Second opinions are also very valuable, especially in a district general hospital setting. Babies who are very unwell or extremely premature or born with severe congenital abnormalities are usually delivered at, or transferred to, tertiary neonatal units once delivered. These are the babies who have the highest incidence of mortality, thus tertiary neonatal units have more robust experience of redirection of care. LNUs that are infrequently faced with these cases have a more limited experience in neonatal redirection of care.4 Therefore, obtaining a second opinion from a tertiary unit, and having them involved in the care of the baby, can be invaluable in helping make an informed decision and communicating this to the parents. A second opinion is also useful for legal purposes, particularly when the parents do not agree with the decision to redirect care.16 In our case, we sought a second opinion and held a multidisciplinary team (MDT) meeting involving the parents regarding the baby’s prognosis and care. The input from two neonatal consultants was reported to be of great value to the parents, who felt reassured that the tertiary NICU consultant agreed with our plan to redirect care.
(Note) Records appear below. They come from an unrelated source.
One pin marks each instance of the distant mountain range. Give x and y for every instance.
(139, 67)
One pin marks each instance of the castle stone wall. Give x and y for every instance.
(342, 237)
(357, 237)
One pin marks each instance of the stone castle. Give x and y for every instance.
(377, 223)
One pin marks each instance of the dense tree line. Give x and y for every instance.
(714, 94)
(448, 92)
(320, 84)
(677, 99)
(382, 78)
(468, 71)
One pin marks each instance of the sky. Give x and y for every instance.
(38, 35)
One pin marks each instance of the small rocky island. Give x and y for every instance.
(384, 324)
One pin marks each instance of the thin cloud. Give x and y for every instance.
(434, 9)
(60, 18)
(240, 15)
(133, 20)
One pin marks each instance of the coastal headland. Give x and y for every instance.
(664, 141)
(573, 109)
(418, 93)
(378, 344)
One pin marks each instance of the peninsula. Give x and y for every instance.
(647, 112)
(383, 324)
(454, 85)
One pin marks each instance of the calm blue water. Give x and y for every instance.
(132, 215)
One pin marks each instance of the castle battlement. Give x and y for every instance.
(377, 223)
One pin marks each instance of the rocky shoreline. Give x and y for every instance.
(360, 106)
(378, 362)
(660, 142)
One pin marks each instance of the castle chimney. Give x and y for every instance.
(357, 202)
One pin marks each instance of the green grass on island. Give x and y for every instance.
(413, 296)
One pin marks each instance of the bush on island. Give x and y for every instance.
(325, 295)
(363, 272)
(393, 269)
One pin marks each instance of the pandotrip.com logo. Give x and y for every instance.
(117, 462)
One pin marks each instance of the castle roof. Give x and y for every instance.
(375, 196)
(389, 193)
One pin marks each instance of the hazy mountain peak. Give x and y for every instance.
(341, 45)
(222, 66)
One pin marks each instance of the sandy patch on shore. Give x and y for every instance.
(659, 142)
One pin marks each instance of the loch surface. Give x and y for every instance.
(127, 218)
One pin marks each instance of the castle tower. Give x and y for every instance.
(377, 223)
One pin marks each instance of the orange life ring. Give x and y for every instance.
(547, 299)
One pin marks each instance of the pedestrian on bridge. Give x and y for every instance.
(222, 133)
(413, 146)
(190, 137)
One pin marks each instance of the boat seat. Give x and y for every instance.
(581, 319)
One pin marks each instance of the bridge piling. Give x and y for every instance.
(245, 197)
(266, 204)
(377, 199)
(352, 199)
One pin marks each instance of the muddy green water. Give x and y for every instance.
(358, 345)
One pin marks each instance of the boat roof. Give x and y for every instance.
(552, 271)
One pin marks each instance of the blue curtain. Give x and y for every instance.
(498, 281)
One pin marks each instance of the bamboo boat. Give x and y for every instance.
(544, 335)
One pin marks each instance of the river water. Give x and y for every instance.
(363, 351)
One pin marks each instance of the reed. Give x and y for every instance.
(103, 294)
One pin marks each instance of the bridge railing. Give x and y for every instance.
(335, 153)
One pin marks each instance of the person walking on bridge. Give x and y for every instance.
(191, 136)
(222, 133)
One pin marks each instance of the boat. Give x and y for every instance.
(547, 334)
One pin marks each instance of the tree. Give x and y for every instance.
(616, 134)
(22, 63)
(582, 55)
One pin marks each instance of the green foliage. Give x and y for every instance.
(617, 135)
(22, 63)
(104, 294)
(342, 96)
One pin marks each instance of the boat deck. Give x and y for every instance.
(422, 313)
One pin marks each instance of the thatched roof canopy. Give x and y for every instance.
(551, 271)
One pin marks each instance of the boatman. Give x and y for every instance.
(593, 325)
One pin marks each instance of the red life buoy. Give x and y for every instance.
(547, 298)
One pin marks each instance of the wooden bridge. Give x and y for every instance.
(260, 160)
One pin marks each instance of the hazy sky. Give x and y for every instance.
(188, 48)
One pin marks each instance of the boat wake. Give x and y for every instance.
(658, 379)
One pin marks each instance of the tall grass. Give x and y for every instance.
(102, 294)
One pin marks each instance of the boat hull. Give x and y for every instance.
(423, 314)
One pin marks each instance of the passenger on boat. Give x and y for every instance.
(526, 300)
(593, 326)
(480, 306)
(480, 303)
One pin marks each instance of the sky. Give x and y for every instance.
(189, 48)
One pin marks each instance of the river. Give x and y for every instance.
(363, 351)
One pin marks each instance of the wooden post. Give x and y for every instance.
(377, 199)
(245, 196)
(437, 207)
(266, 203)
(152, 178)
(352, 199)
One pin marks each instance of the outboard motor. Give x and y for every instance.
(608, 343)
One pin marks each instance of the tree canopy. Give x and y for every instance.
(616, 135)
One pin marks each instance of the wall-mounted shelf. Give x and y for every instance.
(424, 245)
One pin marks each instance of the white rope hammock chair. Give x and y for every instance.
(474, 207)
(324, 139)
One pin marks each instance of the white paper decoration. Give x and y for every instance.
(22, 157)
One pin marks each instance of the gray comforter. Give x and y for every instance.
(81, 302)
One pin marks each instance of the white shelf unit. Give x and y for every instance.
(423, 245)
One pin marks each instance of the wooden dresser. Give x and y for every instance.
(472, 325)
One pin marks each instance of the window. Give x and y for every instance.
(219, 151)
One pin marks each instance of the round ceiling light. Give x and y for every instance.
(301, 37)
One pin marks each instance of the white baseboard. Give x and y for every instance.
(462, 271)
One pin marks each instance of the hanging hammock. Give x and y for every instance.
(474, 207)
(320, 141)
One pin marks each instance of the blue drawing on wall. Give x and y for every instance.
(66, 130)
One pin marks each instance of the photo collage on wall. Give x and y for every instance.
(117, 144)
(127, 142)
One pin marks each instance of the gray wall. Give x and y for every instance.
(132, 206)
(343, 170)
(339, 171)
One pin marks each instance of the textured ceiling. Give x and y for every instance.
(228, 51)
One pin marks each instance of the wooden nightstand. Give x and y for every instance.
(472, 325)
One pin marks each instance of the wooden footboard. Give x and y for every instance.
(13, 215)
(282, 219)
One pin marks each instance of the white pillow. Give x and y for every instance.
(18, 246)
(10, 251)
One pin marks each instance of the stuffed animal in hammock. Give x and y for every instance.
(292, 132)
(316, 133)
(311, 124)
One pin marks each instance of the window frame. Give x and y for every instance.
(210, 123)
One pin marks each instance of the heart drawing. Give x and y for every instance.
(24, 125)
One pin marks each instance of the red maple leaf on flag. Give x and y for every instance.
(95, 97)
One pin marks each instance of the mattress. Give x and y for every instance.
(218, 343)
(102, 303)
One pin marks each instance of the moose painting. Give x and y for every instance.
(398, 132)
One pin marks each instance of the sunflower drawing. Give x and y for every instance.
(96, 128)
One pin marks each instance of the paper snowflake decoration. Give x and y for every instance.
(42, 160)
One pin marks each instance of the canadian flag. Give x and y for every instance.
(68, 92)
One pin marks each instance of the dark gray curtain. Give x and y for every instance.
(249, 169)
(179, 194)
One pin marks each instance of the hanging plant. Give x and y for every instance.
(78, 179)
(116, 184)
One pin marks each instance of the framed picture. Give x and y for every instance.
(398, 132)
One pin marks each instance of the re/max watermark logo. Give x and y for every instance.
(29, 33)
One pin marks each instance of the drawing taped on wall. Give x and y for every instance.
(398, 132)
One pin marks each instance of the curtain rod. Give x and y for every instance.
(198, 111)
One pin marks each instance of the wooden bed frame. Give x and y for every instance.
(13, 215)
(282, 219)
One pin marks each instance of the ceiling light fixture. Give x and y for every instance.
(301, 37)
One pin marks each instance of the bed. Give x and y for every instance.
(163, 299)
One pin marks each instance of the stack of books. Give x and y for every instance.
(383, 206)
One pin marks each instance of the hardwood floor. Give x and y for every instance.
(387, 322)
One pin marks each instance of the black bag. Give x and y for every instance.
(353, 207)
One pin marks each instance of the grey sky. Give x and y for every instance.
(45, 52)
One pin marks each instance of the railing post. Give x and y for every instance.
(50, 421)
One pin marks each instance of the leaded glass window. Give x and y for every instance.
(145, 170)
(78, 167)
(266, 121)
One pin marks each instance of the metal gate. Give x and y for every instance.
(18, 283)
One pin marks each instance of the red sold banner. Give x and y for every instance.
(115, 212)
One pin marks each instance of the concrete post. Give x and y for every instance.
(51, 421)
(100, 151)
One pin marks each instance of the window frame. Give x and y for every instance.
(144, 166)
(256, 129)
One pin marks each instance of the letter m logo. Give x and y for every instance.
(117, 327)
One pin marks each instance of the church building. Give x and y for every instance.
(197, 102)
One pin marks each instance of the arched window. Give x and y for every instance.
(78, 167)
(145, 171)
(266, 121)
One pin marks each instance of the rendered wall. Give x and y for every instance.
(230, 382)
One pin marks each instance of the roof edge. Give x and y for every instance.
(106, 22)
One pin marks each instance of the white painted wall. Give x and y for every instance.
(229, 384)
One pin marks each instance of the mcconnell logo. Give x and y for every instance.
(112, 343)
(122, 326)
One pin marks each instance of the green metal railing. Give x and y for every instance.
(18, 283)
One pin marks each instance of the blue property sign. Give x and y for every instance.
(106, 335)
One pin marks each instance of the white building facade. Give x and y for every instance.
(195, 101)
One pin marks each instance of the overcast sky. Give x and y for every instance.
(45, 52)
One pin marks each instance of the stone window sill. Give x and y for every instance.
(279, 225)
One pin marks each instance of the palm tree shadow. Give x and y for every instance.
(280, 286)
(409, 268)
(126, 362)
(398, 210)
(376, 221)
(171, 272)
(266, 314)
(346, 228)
Hosting an MDT meeting with the parents ensured continuity of care and collaboration and made the parents feel involved in the decision-making process. Additionally, our local neonatal team felt supported with the clinical advice and also emotionally supported by working in collaboration with a larger centre.
Providing support for the local neonatal team and parents is also very important as this situation will be distressing for all involved, as mentioned previously.7,13,14 In our case, the local neonatal team were given multiple opportunities to debrief and a follow-up appointment was made for the parents to meet with the local neonatal consultant, as an opportunity for them to reflect, debrief, ask questions and receive ongoing support during this difficult time.
Overall, this case is an excellent example of how a LNU made the decision to redirect care for an extremely unwell premature baby, with the support of the tertiary neonatal unit and the MDT. This was achieved with consistent parental input from early on, ensuring all their wishes were respected and that their limited time with their baby was not compromised by transferring to the tertiary neonatal unit. They were also provided with ongoing support during the baby’s short life and after the baby’s passing. However, this case also highlights our shortfalls – although there were opportunities for the local neonatal team to debrief, these sessions were sporadic and consultant-dependent. Since this case, our unit has formed a group to regularly debrief about neonatal resuscitations, cases where care is redirected, and to offer peer support. We also noted that we have no dedicated psychological support for families or staff, which is an area flagged for improvement.
Conclusion
In this particular case, the process of decision-making was facilitated by the support received from the tertiary neonatal unit via teleconferencing and eventually a face-to-face review of the baby and joint discussion with the family. Having their involvement helped to aid this emotionally and mentally challenging process for our team and the family. We would like to encourage other tertiary care units and district general hospitals to consider collaborating in this way when faced with difficult situations.
Footnote
This article is loosely based on a real case but all data have been changed and anonymised to protect the identity of the child.
Or read this article in our
Tablet/iPad edition
- Babies that are born sick or extremely preterm or with severe congenital abnormalities in a LNU are often transferred to a tertiary neonatal unit once stabilised.
- These babies have the highest incidence of mortality and, therefore, tertiary neonatal units have more robust experience of redirection of care in neonates.
- On occasion, it may not be possible or in the baby’s best interests to transfer to the tertiary unit and it may be appropriate to redirect care from intensive to palliative in the LNU.